Each exception investigation involves 4–6 tool calls with Thought traces. Typical consumption: 4,000–6,000 tokens per investigation. At Sonnet pricing, budget ~$0.03–$0.05 per exception. For 25 exceptions/day, that’s ~$0.75–$1.25/day. Compared to 20 minutes of analyst time per exception ($8–$12 in labor), the ROI is immediate.
Going Further
These extensions are all [OPTIONAL]. The core capstone is complete once you pass the Verify Everything section above. Try these if you have extra time or want to deepen your skills:
- [OPTIONAL] Cost impact calculator — Add a
calculate_cost_impactstretch tool that estimates financial impact: expedited shipping cost, discount credits, SLA penalties. This exercises adding a 7th tool to an existing agent. - [OPTIONAL] Multi-exception batch processing — Accept a list of exceptions and process them in sequence, generating a summary report. Uses the Message Batches API (M25) for cost savings.

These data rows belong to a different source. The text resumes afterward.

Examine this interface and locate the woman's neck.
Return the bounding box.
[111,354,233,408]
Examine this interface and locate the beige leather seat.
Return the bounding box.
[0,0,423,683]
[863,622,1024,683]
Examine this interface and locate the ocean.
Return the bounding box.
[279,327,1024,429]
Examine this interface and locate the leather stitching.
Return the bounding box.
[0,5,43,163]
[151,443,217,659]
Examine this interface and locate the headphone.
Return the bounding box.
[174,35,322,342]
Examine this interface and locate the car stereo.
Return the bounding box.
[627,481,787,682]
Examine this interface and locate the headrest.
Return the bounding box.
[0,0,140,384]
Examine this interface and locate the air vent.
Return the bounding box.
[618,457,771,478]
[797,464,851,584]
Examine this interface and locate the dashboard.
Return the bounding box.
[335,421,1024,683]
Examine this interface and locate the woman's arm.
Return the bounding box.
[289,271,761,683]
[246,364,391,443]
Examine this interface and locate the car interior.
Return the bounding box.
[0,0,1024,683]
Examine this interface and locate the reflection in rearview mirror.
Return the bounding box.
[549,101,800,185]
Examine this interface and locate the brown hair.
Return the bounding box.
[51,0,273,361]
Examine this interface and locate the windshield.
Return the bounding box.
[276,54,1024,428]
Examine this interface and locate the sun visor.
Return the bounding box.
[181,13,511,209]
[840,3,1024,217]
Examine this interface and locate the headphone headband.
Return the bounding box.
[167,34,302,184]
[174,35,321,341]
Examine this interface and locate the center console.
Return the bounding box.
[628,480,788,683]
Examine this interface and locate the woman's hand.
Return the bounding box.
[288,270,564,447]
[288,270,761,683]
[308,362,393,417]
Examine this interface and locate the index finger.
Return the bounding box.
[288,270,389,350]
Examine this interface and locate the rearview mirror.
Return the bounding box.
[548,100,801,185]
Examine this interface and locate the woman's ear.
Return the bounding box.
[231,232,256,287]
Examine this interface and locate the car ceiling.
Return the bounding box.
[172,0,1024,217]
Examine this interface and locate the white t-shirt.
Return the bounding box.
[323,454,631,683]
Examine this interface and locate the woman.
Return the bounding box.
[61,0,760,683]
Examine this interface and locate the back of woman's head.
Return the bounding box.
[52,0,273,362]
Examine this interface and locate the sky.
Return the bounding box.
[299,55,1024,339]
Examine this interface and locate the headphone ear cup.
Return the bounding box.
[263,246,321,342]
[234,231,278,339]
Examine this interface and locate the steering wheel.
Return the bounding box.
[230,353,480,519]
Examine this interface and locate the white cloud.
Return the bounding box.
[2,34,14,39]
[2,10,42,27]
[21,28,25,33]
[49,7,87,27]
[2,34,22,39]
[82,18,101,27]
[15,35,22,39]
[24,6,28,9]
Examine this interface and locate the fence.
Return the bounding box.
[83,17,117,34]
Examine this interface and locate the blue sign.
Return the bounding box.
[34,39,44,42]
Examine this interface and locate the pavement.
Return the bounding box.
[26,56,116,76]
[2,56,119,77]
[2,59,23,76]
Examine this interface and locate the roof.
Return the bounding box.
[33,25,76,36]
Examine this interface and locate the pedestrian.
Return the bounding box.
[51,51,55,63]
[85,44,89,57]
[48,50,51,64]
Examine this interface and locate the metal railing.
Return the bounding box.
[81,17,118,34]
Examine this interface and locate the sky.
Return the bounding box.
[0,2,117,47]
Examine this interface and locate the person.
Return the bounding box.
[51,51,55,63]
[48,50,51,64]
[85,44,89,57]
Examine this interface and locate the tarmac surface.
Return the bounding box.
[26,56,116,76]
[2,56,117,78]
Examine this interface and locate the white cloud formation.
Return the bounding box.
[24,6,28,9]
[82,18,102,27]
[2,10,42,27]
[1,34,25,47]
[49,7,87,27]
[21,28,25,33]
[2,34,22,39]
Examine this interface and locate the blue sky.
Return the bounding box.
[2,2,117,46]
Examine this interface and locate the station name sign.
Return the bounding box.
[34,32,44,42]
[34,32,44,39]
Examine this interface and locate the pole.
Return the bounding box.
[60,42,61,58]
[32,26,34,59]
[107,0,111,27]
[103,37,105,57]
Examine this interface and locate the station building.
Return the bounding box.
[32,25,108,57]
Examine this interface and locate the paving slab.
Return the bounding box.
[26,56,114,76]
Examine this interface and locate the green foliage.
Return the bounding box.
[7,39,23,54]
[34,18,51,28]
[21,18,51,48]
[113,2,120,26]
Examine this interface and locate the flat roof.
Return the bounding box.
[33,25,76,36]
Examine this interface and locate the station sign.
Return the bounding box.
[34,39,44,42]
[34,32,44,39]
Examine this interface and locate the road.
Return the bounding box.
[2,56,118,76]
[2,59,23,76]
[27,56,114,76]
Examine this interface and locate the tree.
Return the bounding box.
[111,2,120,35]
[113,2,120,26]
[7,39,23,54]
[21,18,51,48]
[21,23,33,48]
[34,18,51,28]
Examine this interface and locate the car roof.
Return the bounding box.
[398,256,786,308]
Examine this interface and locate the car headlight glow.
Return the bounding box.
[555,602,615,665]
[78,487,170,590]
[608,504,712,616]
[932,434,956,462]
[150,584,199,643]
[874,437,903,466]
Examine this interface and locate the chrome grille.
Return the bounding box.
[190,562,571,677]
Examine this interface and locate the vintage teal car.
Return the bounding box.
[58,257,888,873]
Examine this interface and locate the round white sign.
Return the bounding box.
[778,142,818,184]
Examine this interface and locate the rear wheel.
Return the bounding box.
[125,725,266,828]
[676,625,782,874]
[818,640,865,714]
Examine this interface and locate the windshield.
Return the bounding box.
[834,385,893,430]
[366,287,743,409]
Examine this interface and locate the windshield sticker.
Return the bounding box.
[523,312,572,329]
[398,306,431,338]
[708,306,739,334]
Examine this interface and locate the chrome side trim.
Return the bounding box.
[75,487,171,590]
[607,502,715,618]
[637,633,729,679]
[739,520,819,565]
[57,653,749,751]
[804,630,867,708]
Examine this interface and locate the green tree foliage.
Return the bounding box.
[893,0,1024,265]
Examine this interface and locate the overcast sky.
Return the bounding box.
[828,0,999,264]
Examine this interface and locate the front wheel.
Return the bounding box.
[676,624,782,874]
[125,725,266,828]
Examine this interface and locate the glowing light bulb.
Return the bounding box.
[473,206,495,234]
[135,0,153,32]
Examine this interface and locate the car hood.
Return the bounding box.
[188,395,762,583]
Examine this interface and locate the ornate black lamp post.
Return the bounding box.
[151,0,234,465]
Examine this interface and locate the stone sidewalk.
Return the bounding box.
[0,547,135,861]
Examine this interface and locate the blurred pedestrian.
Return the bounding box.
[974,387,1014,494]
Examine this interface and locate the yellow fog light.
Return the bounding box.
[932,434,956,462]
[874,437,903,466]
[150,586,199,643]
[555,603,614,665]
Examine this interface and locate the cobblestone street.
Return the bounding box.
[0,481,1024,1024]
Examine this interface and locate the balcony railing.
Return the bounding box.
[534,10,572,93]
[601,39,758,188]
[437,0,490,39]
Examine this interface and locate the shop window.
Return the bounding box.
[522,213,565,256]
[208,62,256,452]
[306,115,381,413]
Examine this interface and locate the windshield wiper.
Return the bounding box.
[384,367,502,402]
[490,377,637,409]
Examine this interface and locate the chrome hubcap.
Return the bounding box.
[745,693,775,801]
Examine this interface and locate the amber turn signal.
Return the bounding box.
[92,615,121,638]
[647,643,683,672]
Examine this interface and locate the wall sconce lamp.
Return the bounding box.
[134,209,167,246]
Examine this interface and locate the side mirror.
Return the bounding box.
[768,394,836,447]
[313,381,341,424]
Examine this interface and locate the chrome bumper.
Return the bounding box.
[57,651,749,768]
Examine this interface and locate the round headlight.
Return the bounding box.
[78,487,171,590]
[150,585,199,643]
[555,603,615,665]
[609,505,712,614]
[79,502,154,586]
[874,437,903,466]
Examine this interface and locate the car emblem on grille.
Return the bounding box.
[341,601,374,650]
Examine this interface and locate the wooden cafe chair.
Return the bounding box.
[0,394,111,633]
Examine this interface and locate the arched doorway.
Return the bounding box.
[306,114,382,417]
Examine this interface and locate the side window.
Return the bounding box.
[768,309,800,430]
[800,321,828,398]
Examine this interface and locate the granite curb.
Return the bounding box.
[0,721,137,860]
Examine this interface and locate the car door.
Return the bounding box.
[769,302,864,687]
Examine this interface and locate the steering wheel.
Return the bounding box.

- [OPTIONAL] Exception pattern detection — Track exceptions over time and surface patterns (e.g., “Memphis hub delays are 3x more common in March”). Introduces episodic memory concepts from M11.
- [OPTIONAL] Automatic SLA check — Compare actual delivery against contract SLA commitments and automatically flag violations for credit processing.
- [OPTIONAL] Slack/email integration — Instead of drafting notifications for human review, send them via a real channel integration.
- [OPTIONAL] Resolution template library — Build a library of resolution templates by exception type and severity, so the agent produces consistent messaging.